El recibimiento de la ciudad de México al agustino adquirió el profundo sentimiento del homenaje de los hombres a quien ha conseguido alguna conquista trascendental en provecho de la humanidad. La magnificente rumbosidad de los festejos virreinales ensalzó, con un derroche de recursos, la gloria del guipuzcoano. Conquistadores y nativos se fundieron todos en un frenesí de entusiasmo. Los arúspices del imperio azteca habían, según las viejas leyendas, predicho que unos semidioses llegarían un día por Oriente navegando en casas gigantescas. Ahora, otro mar misterioso, del cual no se regresaba nunca, estaba igualmente dominado por ellos. Ninguna empresa se resistía a su obstinación.

Hubo, no obstante la euforia, alguna voz disidente dentro de la Real Audiencia de México que argüía que no era Urdaneta el primero que había vuelto de las Filipinas, puesto que el capitán Alonso de Arellano había efectuado la vuelta mucho antes con el patache
San Lucas
. Sin embargo, este hecho no empañó la gloria de Urdaneta, puesto que Arellano no había aportado datos de la ruta que había seguido ni sus mapas indicaban en modo alguno el derrotero que debían seguir los futuros navegantes. Era incluso dudoso que hubiera alcanzado las islas Filipinas, pues sus anotaciones estaban llenas de inexactitudes.

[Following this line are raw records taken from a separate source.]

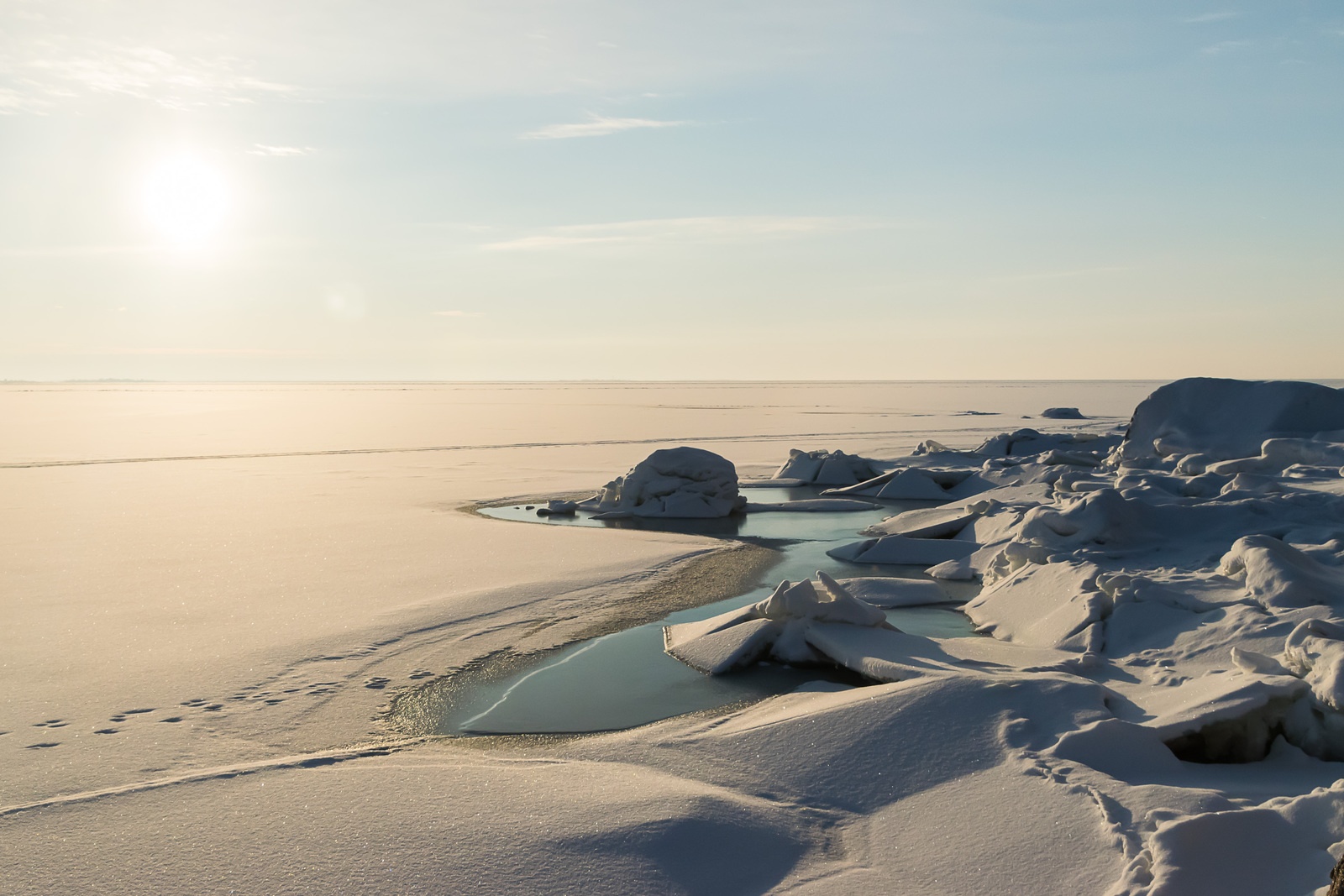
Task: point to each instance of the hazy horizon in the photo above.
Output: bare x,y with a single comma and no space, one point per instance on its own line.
591,190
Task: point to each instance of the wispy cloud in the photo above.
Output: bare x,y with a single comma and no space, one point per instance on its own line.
598,127
1213,16
40,74
1225,46
682,230
261,149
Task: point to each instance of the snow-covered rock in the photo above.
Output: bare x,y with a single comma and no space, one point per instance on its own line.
1223,418
672,483
826,468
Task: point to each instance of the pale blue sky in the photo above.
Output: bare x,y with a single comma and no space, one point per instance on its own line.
674,190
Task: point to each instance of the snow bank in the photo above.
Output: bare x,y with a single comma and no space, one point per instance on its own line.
776,627
826,468
672,483
1222,418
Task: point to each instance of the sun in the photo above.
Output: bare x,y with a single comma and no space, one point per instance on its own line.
186,201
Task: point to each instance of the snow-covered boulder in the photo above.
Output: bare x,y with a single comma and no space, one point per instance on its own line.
672,483
1027,443
776,627
1227,419
826,468
1278,575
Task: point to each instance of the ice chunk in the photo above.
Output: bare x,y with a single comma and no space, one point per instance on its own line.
777,626
902,550
1229,418
827,468
685,483
815,506
1280,575
897,593
1045,606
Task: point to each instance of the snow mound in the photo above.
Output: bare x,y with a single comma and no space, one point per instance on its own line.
826,468
685,483
1280,575
776,627
906,484
1229,418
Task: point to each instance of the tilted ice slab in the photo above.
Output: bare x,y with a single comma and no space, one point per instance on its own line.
774,627
685,483
907,484
826,468
812,506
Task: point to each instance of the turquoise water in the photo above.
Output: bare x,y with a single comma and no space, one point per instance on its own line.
622,680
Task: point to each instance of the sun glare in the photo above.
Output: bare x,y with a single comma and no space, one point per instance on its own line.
186,201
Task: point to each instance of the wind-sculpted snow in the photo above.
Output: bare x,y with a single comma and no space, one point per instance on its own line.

Los padres Urdaneta y Aguirre, una vez tomado el merecido descanso en el convento de San Agustín de la ciudad de México, se dispusieron a emprender viaje a España.

La Real Audiencia, deseosa de informar a Felipe II del trascendental acontecimiento, organizó en seguida a Urdaneta el viaje a Madrid. Nadie mejor que el propio triunfador podía dar al rey detalles sobre la gloriosa jornada.

Los dos agustinos llegaron a la capital de España el 2 de mayo de 1566.

Les acompañaba el hijo mayor de Legazpi, Melchor, en demanda de socorros que compensaran a su familia de los enormes dispendios llevados a cabo por su padre de su fortuna particular para los aprestos de la armada.

El rey les recibió en audiencia especial en su palacio del Pardo, acompañado de sus consejeros Ruy Gómez y Francisco de Eraso. Ante los visitantes se sentaba un hombre de unos cuarenta años, de barba bien cuidada, vestido de negro.

Sin arredrarse por la magnificencia de la ocasión, y por segunda vez en su vida, Urdaneta se veía delante de un monarca español, esta vez el hijo de aquel Carlos I ante quien hincó la rodilla en Valladolid recién regresado de las Molucas.

Felipe II, sin duda bien asesorado por sus consejeros, recordó al agustino este hecho.

—Debo decir que sois un hombre notable, fray Andrés de Urdaneta. Estoy al corriente de vuestras hazañas en las Molucas cuando erais mozo y disteis cuenta a mi padre de ellas. Y ahora volvéis habiendo conseguido una proeza aún mayor.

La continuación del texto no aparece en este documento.